Masih ada waktu beberapa jam sebelum pesta dimulai, oleh karena itu Cattleya memilih mandi, kemudian tidur. Dia ingin tampil segar malam nanti. Tapi tidak halnya dengan Kai. Dia memilih berjalan-jalan di taman, menikmati indahnya warna hijau yang mendominasi seisi Istana Greenwood. Kai tertarik pada sebuah kolam di mana beberapa ekor ikan berenang dengan lincahnya, menari-nari di bawah daun teratai yang lebar. Dia berjongkok di tepi kolam, kemudian memasukkan tangannya ke dalam air. Beberapa ekor ikan mendekati, menggelitik tangan Kai dengan kulit mereka yang dingin dan licin.
“Halo Kai! Sedang apa ?”
Kai menoleh karena terkejut. Rupanya Vio yang menyapanya. Kai sama sekali tidak menyadari kehadiran Vio. “Hai…”
“Tadi kudengar rombongan dari Valkyrie sudah datang, dan aku cepat-cepat ke sini mencarimu.” kata Vio. “Di mana Nona Cattleya ?”
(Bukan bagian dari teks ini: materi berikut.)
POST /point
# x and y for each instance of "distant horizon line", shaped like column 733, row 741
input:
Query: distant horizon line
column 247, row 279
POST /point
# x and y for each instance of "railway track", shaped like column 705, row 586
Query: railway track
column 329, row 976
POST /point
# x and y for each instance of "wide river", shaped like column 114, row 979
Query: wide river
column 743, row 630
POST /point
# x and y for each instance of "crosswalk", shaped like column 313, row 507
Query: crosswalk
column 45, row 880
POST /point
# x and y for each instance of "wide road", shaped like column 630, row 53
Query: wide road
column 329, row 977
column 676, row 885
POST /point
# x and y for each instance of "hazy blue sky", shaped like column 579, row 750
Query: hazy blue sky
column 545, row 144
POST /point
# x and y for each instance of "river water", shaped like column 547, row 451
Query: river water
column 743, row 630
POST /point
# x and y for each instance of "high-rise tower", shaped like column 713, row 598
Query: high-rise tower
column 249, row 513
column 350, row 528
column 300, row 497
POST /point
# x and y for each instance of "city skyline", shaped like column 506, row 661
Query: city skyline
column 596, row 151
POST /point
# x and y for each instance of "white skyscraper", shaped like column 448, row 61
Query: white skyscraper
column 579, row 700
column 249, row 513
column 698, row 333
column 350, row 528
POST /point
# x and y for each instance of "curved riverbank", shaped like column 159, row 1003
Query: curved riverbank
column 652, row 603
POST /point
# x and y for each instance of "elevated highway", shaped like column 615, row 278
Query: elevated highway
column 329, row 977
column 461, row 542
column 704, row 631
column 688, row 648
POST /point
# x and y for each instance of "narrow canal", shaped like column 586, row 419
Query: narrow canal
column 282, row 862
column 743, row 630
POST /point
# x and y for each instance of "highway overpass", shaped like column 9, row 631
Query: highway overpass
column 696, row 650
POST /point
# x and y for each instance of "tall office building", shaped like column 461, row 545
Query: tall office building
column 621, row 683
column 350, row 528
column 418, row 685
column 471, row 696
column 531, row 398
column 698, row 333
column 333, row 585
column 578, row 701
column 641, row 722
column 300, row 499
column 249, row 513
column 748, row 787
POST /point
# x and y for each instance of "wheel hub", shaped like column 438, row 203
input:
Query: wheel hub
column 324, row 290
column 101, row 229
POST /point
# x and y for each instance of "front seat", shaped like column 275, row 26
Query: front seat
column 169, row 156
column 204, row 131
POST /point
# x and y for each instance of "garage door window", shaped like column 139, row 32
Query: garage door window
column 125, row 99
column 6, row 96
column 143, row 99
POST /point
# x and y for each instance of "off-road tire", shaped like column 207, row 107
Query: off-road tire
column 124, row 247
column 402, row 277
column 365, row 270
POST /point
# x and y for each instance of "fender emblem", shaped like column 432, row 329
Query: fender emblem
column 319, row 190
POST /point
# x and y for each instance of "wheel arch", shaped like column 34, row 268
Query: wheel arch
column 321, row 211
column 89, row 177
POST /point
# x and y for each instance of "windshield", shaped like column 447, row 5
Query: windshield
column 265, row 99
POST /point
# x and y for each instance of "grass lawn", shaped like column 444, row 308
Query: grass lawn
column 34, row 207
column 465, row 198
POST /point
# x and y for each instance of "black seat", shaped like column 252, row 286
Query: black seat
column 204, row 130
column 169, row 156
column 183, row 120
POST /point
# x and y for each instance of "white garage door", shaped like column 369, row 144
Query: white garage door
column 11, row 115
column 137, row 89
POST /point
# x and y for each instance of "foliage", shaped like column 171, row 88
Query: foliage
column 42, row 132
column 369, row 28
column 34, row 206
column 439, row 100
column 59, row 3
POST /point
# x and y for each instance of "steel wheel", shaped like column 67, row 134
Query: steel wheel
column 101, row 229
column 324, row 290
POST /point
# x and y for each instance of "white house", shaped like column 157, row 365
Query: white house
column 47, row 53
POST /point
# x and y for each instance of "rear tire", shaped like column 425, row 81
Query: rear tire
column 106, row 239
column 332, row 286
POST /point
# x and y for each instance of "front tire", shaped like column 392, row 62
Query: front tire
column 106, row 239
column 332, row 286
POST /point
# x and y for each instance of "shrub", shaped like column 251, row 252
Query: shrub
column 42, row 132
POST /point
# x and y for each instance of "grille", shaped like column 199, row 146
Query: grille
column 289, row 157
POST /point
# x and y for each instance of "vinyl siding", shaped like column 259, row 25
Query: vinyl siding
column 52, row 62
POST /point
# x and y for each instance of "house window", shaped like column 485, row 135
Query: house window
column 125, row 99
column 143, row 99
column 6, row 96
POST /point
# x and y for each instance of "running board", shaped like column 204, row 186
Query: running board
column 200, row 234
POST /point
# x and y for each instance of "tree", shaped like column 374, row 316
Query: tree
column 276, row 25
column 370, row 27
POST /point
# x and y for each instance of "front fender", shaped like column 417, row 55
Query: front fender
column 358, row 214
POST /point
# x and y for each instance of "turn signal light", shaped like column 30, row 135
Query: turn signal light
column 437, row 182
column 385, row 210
“Nona sedang beristirahat di kamarnya.” jawab Kai.
“Oh.” Vio mengangguk. “Bagaimana kabarmu, Kai ? Sudah lama kita tidak bertemu.” katanya.
“Aku… baik.”
Hari itu, tidak seperti biasanya, Vio mengenakan pakaian Monk. Biasanya dia menyamar menjadi novice, kadang-kadang Thief. Saat melihat topeng yang dikenakan Vio, Kai teringat lagi pada kesalahannya. Hal itu membuatnya agak kikuk, dia bahkan tidak sanggup melihat mata Vio. Dia lebih banyak menunduk atau mempermainkan jari-jarinya sambil memalingkan wajah. Tentu saja Vio heran karenanya, apalagi karena wajah Kai agak pucat.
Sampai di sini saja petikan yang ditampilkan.